How necessary is the Cassandra compaction as it requires a lot of resources and time?
During the compaction process, which usually takes around 10 to 12 hours for a 150GB database, the system gets slow.
What could happen in the near future if the Cassandra compaction is disabled?
Short answer: without compaction, Cassandra will perform less well, and you'll run out of hard drive space.
Long answer: When a write comes in, it’s written to the commit log, and to the active Memtable for the table. Memtables are later flushed to disk, and that file is called an SSTable. SSTables are immutable - the data contained is never updated or deleted in place. Instead of updating the data in place, we write our changes to a new Memtable, and then a new SSTable. The compaction process merges the SSTables together. If there was an update or a delete, the newest value for the field is kept by compaction and is written to the new SSTable, and the older versions are discarded.
Also, entries for which the TTL has expired are only deleted on compaction.
So without compaction, your disk will fill up with immutable SSTable files containing data that may already have been overwritten or should be deleted.
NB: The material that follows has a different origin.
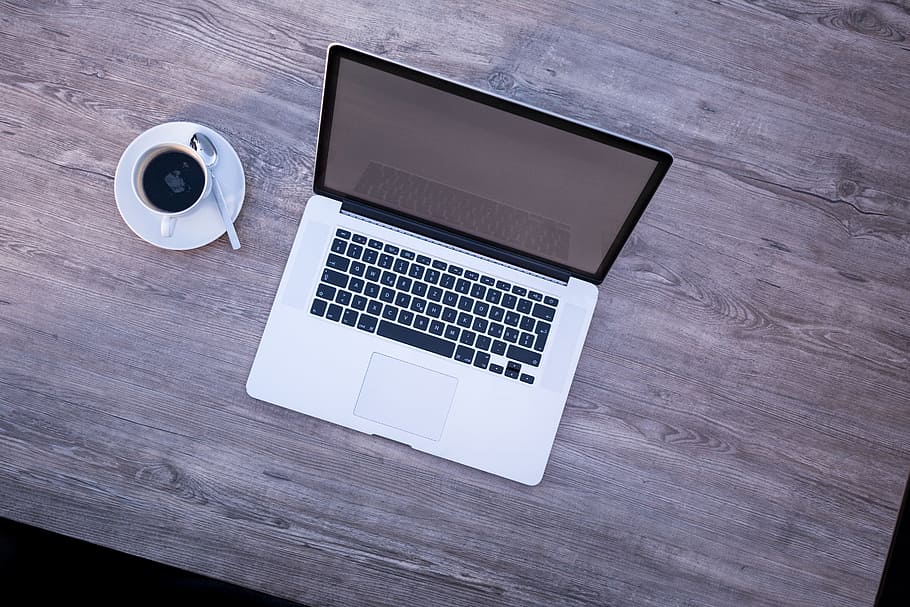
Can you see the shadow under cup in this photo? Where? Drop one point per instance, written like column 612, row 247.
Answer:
column 170, row 180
Note that efficient compaction requires sufficient hard drive space. It is recommended to have at least half the size of the biggest Cassandra table available as free hard drive space to allow the compaction to be done in an efficient way.
From experience:
The amount of free disk space required for compaction is _the same_ as the size of the biggest table, not half the size. If less is available, “nodetool.bat compact” will terminate with an error. So it is very important to run compaction before the database size reaches one half of the disk size (assuming you have a dedicated disk for Cassandra).